I grin at her. “You’re the best friend ever.”
“Don’t I know it.”
I get in and she watches and waits for me to unscrew the cap and take a shot straight from the bottle before she pulls the car out. The fluffy skull she has hanging from her rear-view mirror swings back and forth as she expertly navigates San Francisco’s one-way streets. There’s nothing sexier than watching a woman drive a stick well. Wearing a short, pleated skirt that shows off glowing thighs helps too. My balls tighten as I imagine what it would be like to run my hands up that smooth inner skin.
I feel her eyes on me and look up just as she looks back to the road. A small smile tugs on her lips. She totally just caught me checking her out.
And she seems to like it.
It takes me a second to remind myself that this is inappropriate. You know, her being with Aaron, me with Nadine. And the fact that we’re friends.
But I’ve never been anything if not inappropriate.
“Want to talk about it?” she asks me and for a moment I think she’s asking about me checking her out and for a moment I almost do want to talk about it. Then I realize she means my parents.
I stare at the bottle in my hands. “Maybe in a bit.”
“Did you at least have fun last night?”
“I did while I was there.”
She opens her mouth to say something else but then closes it. Her lips have a soft pink sheen to it that makes me want to bite them. Actually she looks beautiful and radiant despite the fact that she was out late drinking last night too.
“You look good,” I find myself saying to her.
I could swear she blushes and that alone makes me want to say more nice things about her.

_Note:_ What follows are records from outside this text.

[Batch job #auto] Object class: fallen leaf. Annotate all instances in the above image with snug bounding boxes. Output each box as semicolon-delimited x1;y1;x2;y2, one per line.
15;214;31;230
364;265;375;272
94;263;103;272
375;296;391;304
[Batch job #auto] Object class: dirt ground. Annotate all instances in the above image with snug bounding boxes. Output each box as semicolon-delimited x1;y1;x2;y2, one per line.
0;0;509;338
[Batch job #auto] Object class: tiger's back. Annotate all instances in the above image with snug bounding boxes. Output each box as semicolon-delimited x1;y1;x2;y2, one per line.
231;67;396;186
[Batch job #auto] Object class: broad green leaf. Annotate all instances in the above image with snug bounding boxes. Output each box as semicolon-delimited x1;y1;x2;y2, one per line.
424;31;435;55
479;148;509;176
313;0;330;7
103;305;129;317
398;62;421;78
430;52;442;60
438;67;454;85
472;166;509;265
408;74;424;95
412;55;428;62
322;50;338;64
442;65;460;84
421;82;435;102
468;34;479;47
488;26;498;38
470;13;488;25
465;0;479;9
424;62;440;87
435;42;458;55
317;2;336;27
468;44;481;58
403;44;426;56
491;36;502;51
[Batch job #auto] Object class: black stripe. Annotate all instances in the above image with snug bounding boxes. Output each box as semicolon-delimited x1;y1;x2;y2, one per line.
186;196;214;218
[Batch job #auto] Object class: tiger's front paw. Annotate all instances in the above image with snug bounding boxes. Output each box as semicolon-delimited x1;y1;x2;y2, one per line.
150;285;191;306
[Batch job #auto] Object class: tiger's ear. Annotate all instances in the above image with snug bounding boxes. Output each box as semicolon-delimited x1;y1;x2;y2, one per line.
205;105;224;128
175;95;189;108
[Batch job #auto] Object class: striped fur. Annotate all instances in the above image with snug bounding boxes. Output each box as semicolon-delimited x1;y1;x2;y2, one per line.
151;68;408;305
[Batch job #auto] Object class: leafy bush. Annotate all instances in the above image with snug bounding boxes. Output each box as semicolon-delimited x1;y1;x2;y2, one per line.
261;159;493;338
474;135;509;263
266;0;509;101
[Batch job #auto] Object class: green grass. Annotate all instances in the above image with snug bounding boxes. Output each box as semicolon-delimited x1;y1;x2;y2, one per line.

I’m afraid if I start, though, I’ll never stop.
“You know, despite the hard drinking and approaching middle age,” I quickly clarify.
“Ha ha. So how does it feel to be older?”
I shrug. “It sucks.”
“Back pain? Broken hip?”
“Something like that.”
“Guess I have a lot to look forward to.”
I sink back in my seat and stare out the window as the narrow houses and storefronts whip past. “October will be here before we know it. You know you have, let’s see, six or seven months to change your mind about Aaron.”
That gets her attention. She whips her head to stare at me incredulously. “What?”
“The pact. You remember.”
She rubs her lips together, blinking a few times, looking so fucking adorable. “Of course I remember…I just…”
I shrug as casually as I can. “The offer is still on the table, baby blue. You’re almost thirty, then we both will be. If you end up kicking pretty boy to the curb by then, you know where I am.”
She searches my face for as long as she can before she nearly rear-ends the van in front of us. When she recovers, she asks, “What about Nadine?”
“I’d give her up for you,” I tell her, staring at her relentlessly until she’s forced to meet my eyes again, if just for a second. “I’d give up everything for you.” Though I think I’m being completely serious about this, I’m not sure how much good it will do me if she knows that. So I smile at her, a big shit-eating grin, until she eventually returns the smile.
Now she thinks I’m joking. I wish I was. But at least I’m safe.
We’re safe.
“How about you keep drinking your whisky there, cowboy,” she says and just like that I can feel the door shutting on our conversation. It’s for the best. It has to be.